17. The miniature ‘Stonehenge’ at Alton Towers in Staffordshire, home of the Earls of Shrewsbury, was one of many late Georgian garden follies made in imitation of the original. Some were more plausible than others.
Of the various eighteenth- and nineteenth-century attempts to recreate the atmosphere of Stonehenge in three dimensions, the best and most interesting idea, though it never came to fruition, was John Britton’s. The Wiltshire antiquary, topographer, historian, publisher, self-promoter and one-time showman was impressed by the models of the site made by Henry Browne. In 1822, as visitor numbers continued to rise, Browne appointed himself the first full-time guardian of Stonehenge. His models, available singly or in pairs, showed the monument as it had perhaps been originally and as it appeared in the early nineteenth century, and were based on Browne’s own theories about its history. He believed it to be the last building put up before the Flood. Britton could not agree with Browne’s ‘very eccentric hypothesis’ but thought it a pity that nobody would review the ‘humble pamphlets’ which he published. It was typical of Britton that his attempts to secure some recognition for Browne by ‘turning his talents to use’ were couched in terms that seemed to disparage him at every point, while promoting his promoter. Britton, though he was, he assured readers of the
Gentleman’s Magazine
in 1825, ‘urgently occupied, at least 14 hours per day with literary works and public and private engagements’, tried to raise a subscription to pay Browne to produce his models. Once this was achieved through the proposed Druidical Antiquarian Company (a term, Britton explained with his usual ponderousness, that was used ‘merely jocosely’), Britton himself would make them the centrepiece of a light show which would combine information and entertainment in an early form of interactive visitor centre.
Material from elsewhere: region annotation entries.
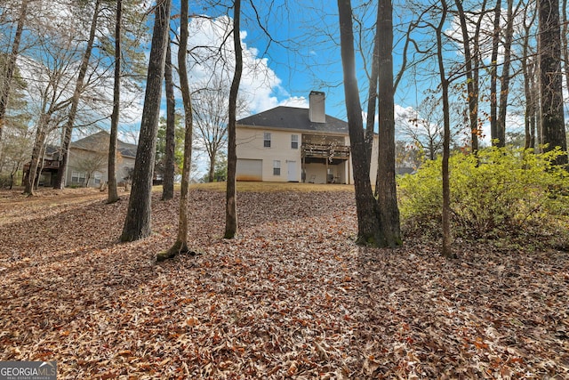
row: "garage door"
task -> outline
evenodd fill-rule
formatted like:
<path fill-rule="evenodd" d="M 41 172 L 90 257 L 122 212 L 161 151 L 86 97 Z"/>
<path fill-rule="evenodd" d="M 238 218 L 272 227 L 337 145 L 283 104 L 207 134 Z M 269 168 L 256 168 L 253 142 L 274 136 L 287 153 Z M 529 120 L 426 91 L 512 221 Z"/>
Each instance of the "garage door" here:
<path fill-rule="evenodd" d="M 236 172 L 237 181 L 262 181 L 263 161 L 238 158 Z"/>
18. John Britton hoped that his life-long enthusiasm for Stonehenge would be commemorated after his death with a monument in the form of a trilithon. Unfortunately funds ran short and he was buried, in 1857, in West Norwood Cemetery, under a single megalith.
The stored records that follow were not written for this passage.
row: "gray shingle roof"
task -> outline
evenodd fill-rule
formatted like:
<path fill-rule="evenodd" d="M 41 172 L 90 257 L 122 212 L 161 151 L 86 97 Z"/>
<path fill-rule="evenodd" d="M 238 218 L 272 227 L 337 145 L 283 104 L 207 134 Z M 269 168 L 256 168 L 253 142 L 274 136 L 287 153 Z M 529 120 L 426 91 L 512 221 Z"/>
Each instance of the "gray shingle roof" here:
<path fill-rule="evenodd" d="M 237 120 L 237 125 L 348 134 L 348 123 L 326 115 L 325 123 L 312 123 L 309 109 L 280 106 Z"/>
Light shows were immensely popular in the Romantic period. Art and science met in these displays of (usually) backlit painting over which, by the skilful use of lamps and shutters, the moon appeared to pass behind clouds at Holy-rood or distant horsemen to cross the Alps. Britton had begun his career by writing, performing and singing the commentary for one such show, the Eidophusikon. Now he came up with a plan for another such ‘very interesting exhibition … of Celtic or Druidical Antiquities’, to be combined with a commentary. The illuminated model of Stonehenge would no doubt have been an attraction, but the £5 subscriptions, as so often in his career, were not forthcoming. What does survive is Britton’s Celtic Cabinet, an astonishing piece of furniture which he persuaded a wealthy enthusiast to commission. It incorporates a pair of Browne’s models, plus another of Avebury, and it is now in the Devizes Museum in Wiltshire. The remnant of the light-show idea can be glimpsed in the glass case on top, its sides tinted different colours to suggest the various times of day. Light could be shone through them to create an atmospheric effect of dawn or sunset when the model was viewed from above. Britton, while he despaired of finding an answer to the questions it posed, never lost his enthusiasm for Stonehenge, or his passion for replicating it. In his London garden at St Pancras he created a stone circle ‘intended to indicate, on a small scale, a Celtic or Druidical Temple’ and at his death it was hoped to erect at least a trilithon to his memory. Yet again, however, the funds ran short and he is buried, in West Norwood cemetery in London, under a single megalith.